Many important things happened in the 1920s (Prohibition, jazz music, Art Deco...) But in my mind, one of the more significant developments of the decade was fashion entering the modern era. After decades of rigid Victorian style (think corsets and petticoats), fashion was finally becoming more relaxed, and women began to don what we now know as sportswear.
The movement, led by flappers (young ladies who pushed social norms by drinking, smoking and wearing then-risqué styles like short hemlines and excessive makeup), paved the way for what fashion has become today.
This important shift was championed by a few women who quickly became fashion icons in their own right. Between Coco Chanel, the fashion designer who was responsible for popularizing a more casual, less constricting silhouette, and the German-American actress Marlene Dietrich, who pioneered androgynous style, there were plenty of leading ladies who defied preconceived notions of femininity and beauty.
Always Wearing Pearls!
Fashion designer Coco Chanel, born August 19, 1883, in Saumur, France, is famous for her timeless designs, trademark suits, and little black dresses.
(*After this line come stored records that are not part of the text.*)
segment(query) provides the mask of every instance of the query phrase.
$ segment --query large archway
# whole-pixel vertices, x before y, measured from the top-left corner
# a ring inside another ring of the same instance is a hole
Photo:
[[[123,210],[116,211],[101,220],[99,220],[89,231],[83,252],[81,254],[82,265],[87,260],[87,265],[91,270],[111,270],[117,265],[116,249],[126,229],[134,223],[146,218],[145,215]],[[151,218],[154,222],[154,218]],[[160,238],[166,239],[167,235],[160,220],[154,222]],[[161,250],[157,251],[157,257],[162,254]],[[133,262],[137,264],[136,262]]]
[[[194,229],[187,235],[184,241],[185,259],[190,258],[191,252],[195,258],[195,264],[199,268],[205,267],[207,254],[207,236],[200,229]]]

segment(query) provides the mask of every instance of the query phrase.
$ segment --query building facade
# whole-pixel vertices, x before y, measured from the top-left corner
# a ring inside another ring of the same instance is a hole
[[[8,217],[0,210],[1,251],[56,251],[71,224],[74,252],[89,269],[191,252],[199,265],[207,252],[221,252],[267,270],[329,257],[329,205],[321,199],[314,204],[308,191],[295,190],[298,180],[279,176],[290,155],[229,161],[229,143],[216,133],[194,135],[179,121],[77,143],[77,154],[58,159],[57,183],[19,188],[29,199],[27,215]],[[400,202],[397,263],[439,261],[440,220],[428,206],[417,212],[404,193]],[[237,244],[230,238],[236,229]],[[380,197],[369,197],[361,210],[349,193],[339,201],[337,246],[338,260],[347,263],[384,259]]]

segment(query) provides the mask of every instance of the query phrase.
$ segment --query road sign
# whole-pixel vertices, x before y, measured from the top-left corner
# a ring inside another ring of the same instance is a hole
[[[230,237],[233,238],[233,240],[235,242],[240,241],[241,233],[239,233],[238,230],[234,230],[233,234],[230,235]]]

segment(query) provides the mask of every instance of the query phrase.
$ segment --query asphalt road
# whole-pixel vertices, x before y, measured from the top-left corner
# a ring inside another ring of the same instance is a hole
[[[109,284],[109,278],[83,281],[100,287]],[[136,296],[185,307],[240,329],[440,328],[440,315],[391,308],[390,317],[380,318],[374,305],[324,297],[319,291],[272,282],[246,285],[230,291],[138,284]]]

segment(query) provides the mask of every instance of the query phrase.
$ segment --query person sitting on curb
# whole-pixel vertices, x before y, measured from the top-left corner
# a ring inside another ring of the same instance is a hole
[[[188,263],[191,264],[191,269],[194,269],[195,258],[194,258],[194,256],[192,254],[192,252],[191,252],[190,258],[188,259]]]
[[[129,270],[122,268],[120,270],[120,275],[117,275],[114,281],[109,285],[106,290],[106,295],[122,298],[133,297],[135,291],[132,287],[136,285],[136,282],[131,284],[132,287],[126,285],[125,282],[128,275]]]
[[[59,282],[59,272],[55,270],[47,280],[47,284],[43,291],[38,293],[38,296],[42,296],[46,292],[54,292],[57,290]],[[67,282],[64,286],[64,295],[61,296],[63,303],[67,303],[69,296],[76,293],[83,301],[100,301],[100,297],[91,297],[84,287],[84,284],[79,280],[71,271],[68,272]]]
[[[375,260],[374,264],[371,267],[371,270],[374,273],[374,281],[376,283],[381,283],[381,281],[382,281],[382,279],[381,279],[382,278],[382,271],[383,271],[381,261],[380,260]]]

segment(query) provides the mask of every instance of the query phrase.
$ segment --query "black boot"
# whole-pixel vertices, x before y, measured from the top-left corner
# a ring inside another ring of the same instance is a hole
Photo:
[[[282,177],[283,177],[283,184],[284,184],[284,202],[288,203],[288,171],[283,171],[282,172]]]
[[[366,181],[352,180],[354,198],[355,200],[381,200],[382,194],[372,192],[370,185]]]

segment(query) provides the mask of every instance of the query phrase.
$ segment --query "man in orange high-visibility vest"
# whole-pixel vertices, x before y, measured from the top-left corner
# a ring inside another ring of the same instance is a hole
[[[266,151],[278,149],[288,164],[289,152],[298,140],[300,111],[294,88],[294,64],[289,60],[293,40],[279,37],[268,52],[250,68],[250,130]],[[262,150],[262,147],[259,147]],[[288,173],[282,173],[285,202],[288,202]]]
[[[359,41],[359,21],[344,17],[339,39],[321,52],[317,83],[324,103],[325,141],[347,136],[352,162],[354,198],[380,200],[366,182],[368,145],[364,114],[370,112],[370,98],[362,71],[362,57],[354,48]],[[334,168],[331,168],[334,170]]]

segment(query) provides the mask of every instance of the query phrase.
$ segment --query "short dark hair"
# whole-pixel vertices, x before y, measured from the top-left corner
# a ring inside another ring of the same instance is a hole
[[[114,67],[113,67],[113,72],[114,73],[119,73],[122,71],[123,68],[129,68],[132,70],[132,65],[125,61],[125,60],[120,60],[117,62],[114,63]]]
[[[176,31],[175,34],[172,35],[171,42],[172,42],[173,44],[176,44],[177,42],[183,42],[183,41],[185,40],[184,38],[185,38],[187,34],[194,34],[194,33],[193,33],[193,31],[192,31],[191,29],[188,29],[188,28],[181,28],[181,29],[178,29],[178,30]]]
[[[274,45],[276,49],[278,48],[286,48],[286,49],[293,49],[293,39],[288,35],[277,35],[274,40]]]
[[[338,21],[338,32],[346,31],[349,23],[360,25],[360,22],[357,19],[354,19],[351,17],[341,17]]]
Chanel was raised in an orphanages and taught to sew. She had a brief career as a singer before opening her first clothes shop in 1910. In the 1920s, she launched her first perfume and introduced the Chanel suit and the little black dress.
"Fashion fades, only style remains the same."
"That Dress" ...
So great is Coco Chanel's legacy that fans make pilgrimages to her Paris apartment (although she also lived in the Paris Ritz for 30 years), which is preserved as she left it and endlessly referenced for style - as is every image of her and every tiny thing she ever designed. From her use of monochrome to her oversized 'costume' pearls and cuffs, everything is still sublimely, continuously referenced.